The results of the NBC applied to the precipitation cases from the training dataset. The original reflectivity images are shown in Fig. 2.
Citation: Journal of Atmospheric and Oceanic Technology 30, 9; 10.1175/JTECH-D-12-00082.1
d. Application to a case of rain embedded in anaprop
We now evaluate the NBC on a case other than the training dataset. Consider Fig. 13, which is a particularly interesting example as the image contains returns from both anaprop and precipitation. The returns in the northeast quadrant of the image are from anaprop, while those in the southeast are from convective storms. This becomes apparent when examining the PPI obtained at the second radar elevation (top right), where the returns originating from anaprop have disappeared as the radar beam is no longer internally reflected at the temperature and humidity inversion. This is further emphasized when the RHIs at 40° and 112° (reconstructed from the volume scan) are examined; the RHI at 40° only has returns in the lowest elevation, while the RHI at 112° indicates the presence of a well-developed convective storm containing reflectivities greater than 25 dBZ extending above 7 km. The simultaneous presence of both anaprop and precipitation in the same image provides a useful example with which to evaluate the efficacy of the NBC.

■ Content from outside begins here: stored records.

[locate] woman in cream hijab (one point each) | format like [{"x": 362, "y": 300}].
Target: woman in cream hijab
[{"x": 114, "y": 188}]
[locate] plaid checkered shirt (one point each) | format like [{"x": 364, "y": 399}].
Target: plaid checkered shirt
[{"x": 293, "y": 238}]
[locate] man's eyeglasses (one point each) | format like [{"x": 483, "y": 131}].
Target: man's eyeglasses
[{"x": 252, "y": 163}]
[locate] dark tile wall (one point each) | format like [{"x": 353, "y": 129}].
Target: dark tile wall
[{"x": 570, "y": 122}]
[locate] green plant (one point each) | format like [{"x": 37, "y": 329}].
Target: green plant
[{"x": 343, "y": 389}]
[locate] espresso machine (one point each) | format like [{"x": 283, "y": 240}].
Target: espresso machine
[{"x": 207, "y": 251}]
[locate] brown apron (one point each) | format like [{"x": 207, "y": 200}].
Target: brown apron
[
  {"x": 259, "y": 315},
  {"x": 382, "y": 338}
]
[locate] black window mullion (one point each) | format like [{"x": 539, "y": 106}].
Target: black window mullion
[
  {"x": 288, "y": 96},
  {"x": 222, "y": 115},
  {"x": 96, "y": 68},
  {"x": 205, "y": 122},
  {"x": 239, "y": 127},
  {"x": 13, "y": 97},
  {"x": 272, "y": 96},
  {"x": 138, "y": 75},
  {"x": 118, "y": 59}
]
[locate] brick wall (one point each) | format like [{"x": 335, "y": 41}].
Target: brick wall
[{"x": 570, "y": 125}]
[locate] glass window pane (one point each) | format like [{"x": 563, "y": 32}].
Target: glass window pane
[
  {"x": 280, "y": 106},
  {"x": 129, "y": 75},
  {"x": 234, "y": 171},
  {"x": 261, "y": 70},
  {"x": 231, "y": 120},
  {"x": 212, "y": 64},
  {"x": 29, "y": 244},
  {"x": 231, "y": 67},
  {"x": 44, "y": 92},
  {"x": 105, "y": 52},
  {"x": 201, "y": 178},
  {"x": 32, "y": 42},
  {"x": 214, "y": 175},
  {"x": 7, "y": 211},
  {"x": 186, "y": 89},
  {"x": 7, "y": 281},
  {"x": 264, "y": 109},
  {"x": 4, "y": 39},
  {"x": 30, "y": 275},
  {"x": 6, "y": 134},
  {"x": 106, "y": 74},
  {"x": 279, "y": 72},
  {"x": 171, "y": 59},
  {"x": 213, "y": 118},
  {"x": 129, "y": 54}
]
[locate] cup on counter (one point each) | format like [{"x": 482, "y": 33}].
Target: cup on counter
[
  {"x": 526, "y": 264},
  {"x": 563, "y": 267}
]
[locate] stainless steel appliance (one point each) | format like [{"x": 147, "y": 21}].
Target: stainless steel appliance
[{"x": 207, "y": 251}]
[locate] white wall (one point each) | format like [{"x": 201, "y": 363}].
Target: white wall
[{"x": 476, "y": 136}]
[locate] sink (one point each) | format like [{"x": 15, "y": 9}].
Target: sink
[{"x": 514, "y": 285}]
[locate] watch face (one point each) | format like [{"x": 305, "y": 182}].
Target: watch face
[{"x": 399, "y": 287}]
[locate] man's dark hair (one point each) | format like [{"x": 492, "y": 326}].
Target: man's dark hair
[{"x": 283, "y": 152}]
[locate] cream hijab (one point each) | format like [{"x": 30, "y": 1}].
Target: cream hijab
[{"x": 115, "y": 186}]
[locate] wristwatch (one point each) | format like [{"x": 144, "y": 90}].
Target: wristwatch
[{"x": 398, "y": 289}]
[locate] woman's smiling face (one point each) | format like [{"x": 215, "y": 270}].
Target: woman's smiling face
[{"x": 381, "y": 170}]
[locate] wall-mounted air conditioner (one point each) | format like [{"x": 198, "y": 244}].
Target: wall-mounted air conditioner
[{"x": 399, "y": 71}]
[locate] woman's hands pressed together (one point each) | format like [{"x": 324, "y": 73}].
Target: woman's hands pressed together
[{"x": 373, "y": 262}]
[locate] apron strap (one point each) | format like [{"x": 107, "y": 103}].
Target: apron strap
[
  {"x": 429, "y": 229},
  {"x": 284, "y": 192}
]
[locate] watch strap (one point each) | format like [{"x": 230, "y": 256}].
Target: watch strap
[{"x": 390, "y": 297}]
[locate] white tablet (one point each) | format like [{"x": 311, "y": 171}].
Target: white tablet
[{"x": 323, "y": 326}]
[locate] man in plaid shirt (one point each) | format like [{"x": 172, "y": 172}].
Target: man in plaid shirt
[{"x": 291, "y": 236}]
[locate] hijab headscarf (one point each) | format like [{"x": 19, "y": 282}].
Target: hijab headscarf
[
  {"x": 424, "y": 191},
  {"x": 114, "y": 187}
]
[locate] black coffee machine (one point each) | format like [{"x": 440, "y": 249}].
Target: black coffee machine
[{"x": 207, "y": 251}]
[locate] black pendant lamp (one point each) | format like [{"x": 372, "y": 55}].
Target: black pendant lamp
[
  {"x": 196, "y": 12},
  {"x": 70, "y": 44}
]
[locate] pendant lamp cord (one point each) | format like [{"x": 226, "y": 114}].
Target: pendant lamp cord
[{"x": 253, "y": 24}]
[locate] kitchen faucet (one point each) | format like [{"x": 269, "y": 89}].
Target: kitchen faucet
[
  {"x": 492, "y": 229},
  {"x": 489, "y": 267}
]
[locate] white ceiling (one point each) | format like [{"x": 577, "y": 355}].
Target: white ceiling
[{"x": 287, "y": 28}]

An example of anaprop and a convective storm obtained from the Kurnell radar on 22 Jan 2010. Anaprop is present in the northeast and a convective storm in the southeast. (top left) A PPI image obtained at the lowest elevation (0.7°); (top right) a PPI image obtained at the next highest elevation (1.5°). Note the absence of anaprop in the higher elevation. (bottom left) An RHI obtained at an azimuth of 40° through the anaprop; (bottom right) an RHI at 112°, showing the presence of a convective system extending to nearly 10-km height.
Citation: Journal of Atmospheric and Oceanic Technology 30, 9; 10.1175/JTECH-D-12-00082.1
Figure 14 shows the results of applying the NBC to this scene using BCTDBZ and VPDBZ as input feature fields. The PPI images (top row) show that the NBC is effective at distinguishing anaprop from precipitation; however, some precipitation pixels have been misclassified as anaprop. This is further illustrated by the RHI images (bottom row) again at 40° and 112°, which indicate that while the NBC has positively identified anaprop, some precipitation signals have been misclassified.
The results of the NBC applied to Fig. 13 using BCTDBZ and VPDBZ as input feature fields. The NBC has classified the anaprop correctly, completely eliminating the returns in the northeast; however, some pixels that are returns from precipitation have been incorrectly classified as clutter.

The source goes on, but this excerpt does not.